5.1 Lookahead Tokens

The Bison parser does not always reduce immediately as soon as the last n tokens and groupings match a rule. This is because such a simple strategy is inadequate to handle most languages. Instead, when a reduction is possible, the parser sometimes “looks ahead” at the next token in order to decide what to do.

When a token is read, it is not immediately shifted; first it becomes the lookahead token, which is not on the stack. Now the parser can perform one or more reductions of tokens and groupings on the stack, while the lookahead token remains off to the side. When no more reductions should take place, the lookahead token is shifted onto the stack. This does not mean that all possible reductions have been done; depending on the token type of the lookahead token, some rules may choose to delay their application.

Here is a simple case where lookahead is needed. These three rules define expressions which contain binary addition operators and postfix unary factorial operators (‘!’), and allow parentheses for grouping.

expr:
  term '+' expr
| term
;

term:
  '(' expr ')'
| term '!'
| "number"
;

Suppose that the tokens ‘1 + 2’ have been read and shifted; what should be done? If the following token is ‘)’, then the first three tokens must be reduced to form an expr. This is the only valid course, because shifting the ‘)’ would produce a sequence of symbols term ')', and no rule allows this.

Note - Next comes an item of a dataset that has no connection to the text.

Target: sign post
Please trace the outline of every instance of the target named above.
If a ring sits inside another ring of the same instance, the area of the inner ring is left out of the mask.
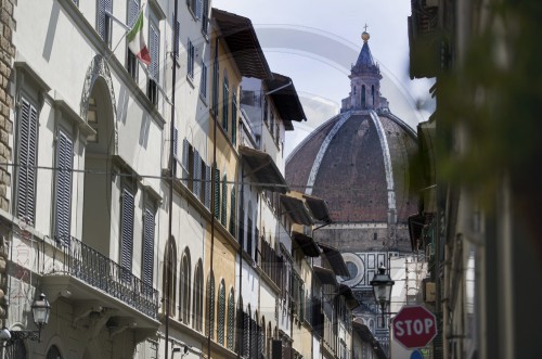
[[[437,336],[437,318],[422,306],[404,306],[393,318],[393,337],[406,349],[423,348]]]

If the following token is ‘!’, then it must be shifted immediately so that ‘2 !’ can be reduced to make a term. If instead the parser were to reduce before shifting, ‘1 + 2’ would become an expr. It would then be impossible to shift the ‘!’ because doing so would produce on the stack the sequence of symbols expr '!'. No rule allows that sequence.

The lookahead token is stored in the variable yychar. Its semantic value and location, if any, are stored in the variables yylval and yylloc. See Special Features for Use in Actions.